Q1.3 — Robust measures

Robust: Median, Mode, IQR. Not robust: Mean, Range, Standard deviation (these are pulled by extreme values).

Q3 — Faded example for 4, 6, 7, 8, 10, 12, 13

Step 1: n = 7.
Step 2: Σx = 60; x̄ = 60/7 ≈ 8.57.
Step 3: 4th value = 8 → median = 8.
Step 4: Q₁ = 6, Q₃ = 12, IQR = 6.
Step 5: Σx² = 578; Σ(x − x̄)² = 578 − 60²/7 = 578 − 514.286 ≈ 63.71; s = √(63.71/6) ≈ 3.26.
Conclusion: mean ≈ 8.57, median 8, IQR 6, s ≈ 3.26.

Q4.1 — Mean of 4, 7, 8, 8, 9, 12, 15

Σx = 63, n = 7, x̄ = 63/7 = 9.

Q4.2 — Median and mode

Ordered already; middle value (4th of 7) = median 8. Most frequent value = mode 8.

Q4.3 — Range of 2, 5, 6, 8, 10, 12, 15

Range = max − min = 15 − 2 = 13.

Q4.4 — Quartiles and IQR

Lower half (excl. median 8): {2, 5, 6} → Q₁ = 5. Upper half: {10, 12, 15} → Q₃ = 12. IQR = 12 − 5 = 7.

Q4.5 — Sample SD of 2, 5, 6, 8, 10, 12, 15

x̄ = 58/7 ≈ 8.286. Σx² = 4 + 25 + 36 + 64 + 100 + 144 + 225 = 598. Σ(x − x̄)² = 598 − 58²/7 = 598 − 480.571 ≈ 117.43. s = √(117.43 / 6) ≈ 4.42.

Q4.6 — Add 3 to every value

Adding a constant shifts every value by 3, so the mean increases by 3 (≈ 11.29), the median increases by 3 (= 11), but distances between points are unchanged, so the range and SD are unchanged (range = 13, s ≈ 4.42).

Q4.7 — Is 50 an outlier in 10, 12, 14, 15, 16, 18, 50?

Median = 15 (4th value).
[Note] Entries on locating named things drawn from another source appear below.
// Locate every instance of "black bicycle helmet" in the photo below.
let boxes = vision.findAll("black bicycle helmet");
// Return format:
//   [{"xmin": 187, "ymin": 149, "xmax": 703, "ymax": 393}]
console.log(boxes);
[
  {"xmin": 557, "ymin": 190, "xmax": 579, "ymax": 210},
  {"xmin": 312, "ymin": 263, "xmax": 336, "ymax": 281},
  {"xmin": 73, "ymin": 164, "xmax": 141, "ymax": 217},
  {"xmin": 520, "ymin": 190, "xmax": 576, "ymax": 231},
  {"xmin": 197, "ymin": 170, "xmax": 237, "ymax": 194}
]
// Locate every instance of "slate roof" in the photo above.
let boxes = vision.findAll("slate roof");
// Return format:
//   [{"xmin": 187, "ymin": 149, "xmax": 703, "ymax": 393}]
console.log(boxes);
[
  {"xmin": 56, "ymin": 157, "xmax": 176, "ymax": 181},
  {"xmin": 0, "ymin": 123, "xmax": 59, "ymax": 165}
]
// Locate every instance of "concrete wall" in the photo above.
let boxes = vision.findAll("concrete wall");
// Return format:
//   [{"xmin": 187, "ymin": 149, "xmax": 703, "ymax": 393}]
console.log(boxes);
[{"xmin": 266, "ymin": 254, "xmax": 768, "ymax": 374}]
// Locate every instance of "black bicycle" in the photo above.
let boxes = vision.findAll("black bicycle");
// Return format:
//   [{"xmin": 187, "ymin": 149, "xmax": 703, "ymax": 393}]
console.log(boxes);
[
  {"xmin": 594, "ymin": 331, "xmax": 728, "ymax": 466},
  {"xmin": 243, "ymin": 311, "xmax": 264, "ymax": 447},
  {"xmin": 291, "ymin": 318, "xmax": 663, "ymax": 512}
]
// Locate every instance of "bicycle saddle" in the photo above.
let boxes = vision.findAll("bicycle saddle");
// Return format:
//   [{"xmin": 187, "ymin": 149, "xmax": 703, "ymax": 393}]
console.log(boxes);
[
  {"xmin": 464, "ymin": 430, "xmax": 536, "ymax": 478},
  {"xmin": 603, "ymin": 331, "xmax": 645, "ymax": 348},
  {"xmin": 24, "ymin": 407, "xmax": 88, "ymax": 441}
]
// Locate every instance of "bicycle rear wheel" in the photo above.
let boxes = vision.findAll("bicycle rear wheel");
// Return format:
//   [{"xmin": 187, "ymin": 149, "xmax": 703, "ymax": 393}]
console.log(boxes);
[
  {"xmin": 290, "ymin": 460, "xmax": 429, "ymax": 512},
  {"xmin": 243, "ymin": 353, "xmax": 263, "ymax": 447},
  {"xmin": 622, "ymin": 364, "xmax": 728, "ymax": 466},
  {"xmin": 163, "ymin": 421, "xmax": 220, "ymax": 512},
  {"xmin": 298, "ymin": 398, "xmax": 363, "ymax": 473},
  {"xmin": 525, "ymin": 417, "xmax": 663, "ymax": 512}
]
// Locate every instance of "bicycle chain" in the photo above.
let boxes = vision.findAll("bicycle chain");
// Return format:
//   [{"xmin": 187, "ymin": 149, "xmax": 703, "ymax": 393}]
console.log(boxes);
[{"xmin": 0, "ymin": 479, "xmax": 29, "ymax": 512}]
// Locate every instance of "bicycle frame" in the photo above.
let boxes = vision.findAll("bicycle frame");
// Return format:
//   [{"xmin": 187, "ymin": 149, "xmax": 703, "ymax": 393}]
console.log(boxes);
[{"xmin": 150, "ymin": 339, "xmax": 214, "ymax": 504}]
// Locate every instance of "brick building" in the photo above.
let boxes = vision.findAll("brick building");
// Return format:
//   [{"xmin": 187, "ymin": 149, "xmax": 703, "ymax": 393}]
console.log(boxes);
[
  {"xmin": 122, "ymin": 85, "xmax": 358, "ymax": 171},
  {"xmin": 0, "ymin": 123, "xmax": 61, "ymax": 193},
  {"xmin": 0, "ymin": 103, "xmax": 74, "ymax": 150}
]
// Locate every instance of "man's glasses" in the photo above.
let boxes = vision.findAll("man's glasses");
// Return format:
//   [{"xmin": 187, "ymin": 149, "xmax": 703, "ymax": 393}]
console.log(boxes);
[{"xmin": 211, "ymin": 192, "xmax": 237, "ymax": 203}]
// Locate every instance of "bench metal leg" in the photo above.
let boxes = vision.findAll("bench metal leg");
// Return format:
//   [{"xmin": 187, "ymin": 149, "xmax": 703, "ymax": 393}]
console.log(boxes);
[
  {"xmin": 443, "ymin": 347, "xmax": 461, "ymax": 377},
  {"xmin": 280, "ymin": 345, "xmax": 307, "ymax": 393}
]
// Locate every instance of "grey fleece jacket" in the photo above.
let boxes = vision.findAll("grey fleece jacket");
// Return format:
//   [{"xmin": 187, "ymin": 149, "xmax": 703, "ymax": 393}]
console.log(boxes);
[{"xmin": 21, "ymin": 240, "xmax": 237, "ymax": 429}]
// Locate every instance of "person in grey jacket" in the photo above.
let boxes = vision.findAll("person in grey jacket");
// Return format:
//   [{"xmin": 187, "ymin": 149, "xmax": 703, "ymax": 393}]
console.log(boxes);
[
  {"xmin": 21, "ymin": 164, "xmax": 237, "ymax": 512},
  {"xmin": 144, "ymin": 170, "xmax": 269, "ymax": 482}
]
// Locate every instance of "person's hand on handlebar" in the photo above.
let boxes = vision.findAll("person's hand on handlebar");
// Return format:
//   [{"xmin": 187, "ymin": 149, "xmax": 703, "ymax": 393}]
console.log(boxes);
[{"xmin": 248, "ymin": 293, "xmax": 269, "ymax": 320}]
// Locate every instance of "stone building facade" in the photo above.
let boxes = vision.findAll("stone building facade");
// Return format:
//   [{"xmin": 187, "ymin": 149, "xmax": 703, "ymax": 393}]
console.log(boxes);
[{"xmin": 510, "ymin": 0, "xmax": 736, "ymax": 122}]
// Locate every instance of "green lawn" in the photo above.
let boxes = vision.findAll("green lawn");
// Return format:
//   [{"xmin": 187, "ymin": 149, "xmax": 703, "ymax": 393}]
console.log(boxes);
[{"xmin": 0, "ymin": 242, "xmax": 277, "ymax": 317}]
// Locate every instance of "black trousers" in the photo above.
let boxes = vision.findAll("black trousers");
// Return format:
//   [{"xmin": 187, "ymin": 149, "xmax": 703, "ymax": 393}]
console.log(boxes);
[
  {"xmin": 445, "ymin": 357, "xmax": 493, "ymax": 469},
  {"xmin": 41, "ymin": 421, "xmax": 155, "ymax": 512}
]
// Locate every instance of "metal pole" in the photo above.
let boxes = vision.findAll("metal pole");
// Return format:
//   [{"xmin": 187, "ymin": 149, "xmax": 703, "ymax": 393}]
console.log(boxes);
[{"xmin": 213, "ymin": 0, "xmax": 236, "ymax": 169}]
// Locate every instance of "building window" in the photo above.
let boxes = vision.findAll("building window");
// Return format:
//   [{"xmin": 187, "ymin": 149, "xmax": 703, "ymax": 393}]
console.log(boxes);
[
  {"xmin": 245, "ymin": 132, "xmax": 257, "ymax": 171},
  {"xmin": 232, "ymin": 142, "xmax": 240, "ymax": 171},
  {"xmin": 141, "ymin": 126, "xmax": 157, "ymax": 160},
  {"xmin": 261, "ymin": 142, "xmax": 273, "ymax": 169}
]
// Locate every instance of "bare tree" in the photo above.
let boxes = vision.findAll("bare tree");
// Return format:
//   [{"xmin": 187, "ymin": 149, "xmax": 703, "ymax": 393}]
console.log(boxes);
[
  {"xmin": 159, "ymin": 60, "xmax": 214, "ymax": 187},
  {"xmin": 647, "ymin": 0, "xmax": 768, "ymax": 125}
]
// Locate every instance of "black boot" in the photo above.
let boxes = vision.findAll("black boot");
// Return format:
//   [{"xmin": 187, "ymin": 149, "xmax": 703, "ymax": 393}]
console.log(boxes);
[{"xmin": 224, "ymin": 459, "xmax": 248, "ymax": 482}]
Lower half {10, 12, 14}: Q₁ = 12. Upper half {16, 18, 50}: Q₃ = 18. IQR = 6. Upper fence = 18 + 1.5(6) = 27. Since 50 > 27, 50 is an outlier.

Q4.8 — Grouped-data mean

Midpoints m: 2.5, 7.5, 12.5, 17.5. Σf = 20. Σ(f·m) = 4(2.5) + 8(7.5) + 6(12.5) + 2(17.5) = 10 + 60 + 75 + 35 = 180. x̄ ≈ 180 / 20 = 9.

Q4.9 — Population SD of 8, 9, 10, 11, 12

μ = 50/5 = 10. (x − μ)² values: 4, 1, 0, 1, 4 → sum 10. σ = √(10/5) = √2 ≈ 1.41.

Q4.10 — Multiply every value by 4

Multiplying every value by 4 multiplies both the centre and the spread by 4. New mean = 4 × 50 = 200; new SD = 4 × 6 = 24.

Q4.11 — New mean after adding a student

Old total Σx = 10 × 70 = 700. New total = 700 + 92 = 792. New mean = 792 / 11 = 72.

Q4.12 — Outlier reasoning

(i) IQR = 34 − 22 = 12. Upper fence = 34 + 1.5(12) = 52. Since 60 > 52, 60 is an outlier.
(ii) The mean uses every data point and SD squares the deviations, so a single extreme value of 60 substantially increases both. The median only depends on rank order, so adding one new value at the top shifts the central rank by at most half a position — the median barely moves.